Be that as it may, both sides report an increase in the sale of low-price cigarettes, despite the fact that the Australian Government raised the excise duty of tobacco products along with the ban on tobacco branding. Furthermore, the Australian plain packaging debate has raised concerns about its impact on illicit importation of goods, particularly tobacco products, to the country.

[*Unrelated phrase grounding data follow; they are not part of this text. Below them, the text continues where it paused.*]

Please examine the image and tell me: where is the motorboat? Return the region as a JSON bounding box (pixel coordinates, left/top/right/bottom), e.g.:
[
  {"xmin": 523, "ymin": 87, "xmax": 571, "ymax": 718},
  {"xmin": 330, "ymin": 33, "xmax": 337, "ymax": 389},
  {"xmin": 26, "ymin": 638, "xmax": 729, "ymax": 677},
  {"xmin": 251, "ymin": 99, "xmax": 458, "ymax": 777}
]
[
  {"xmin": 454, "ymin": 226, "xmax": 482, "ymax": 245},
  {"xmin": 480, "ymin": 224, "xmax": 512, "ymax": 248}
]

Both of these facts are of great significance to South Africa. Clearly there is some indication that plain packaging has failed to curb smoking and has in fact, by further stigmatising the use of tobacco, imbued it with a certain charm to particularly younger consumers. However, the fact that an increase in the sale of cheap cigarettes has followed on plain packaging illustrate that the rationale for such legislation (namely to discourage users from smoking or taking up smoking) has not been served.

When this is coupled with the risk, as explained by eminent IP scholar Judge Prof Louis Harms, that plain packaging plays into the hands of counterfeit goods manufacturers and importers of such contraband products, plain packaging legislation appears ineffective and counter-productive.

In the South African context this means that if Government was to weather the inevitable storm that will follow plain packaging legislation it will deprive tobacco trade mark proprietors of their intellectual property for a reason that has been proven to be false. The logic is inescapable – plain packaging is proven to be, at least, ineffective to curb smoking and in fact increases the consumption of mainly cheap cigarettes and operates to stimulate the manufacture and smuggling of tobacco products. This means that the inevitable challenge to plain packaging on constitutional grounds is likely to succeed because a deprivation of such property (the tobacco trade marks) would be arbitrary. In simple terms, the ends cannot justify the means.

Faced with these facts, Government would have to be particularly ignorant, even by its own standards, to pursue plain packaging legislation when it is guaranteed to fail on constitutional grounds. Nevertheless, South African plain packaging legislation in the near future will not come as a surprise.

Opponents of Government regulation often refer to the “nanny State” as part of the argument against State interference in private consumption. In the South African context such nanny legislation (that seek to chastise its citizens for its behaviour, ostensibly for their own benefit) must be tested against the Constitution, which requires a weighing of the individual’s rights against those of the public at large. However, in the case of plain packaging it has now been established that the proclaimed public interest (namely health) is not being served. One must therefore ask, if Government maintains its current agenda, how will it be justified in destroying some of the world’s most established trade marks?

South Africa is by no means a nanny State, but perhaps it requires a nanny populace to whip its legislature into shape. Difficult as it may be for Government to swallow, plain packaging legislation is nonsense. Hopefully now that it has been dusted with the Australian experience, it will be a sweeter pill to swallow.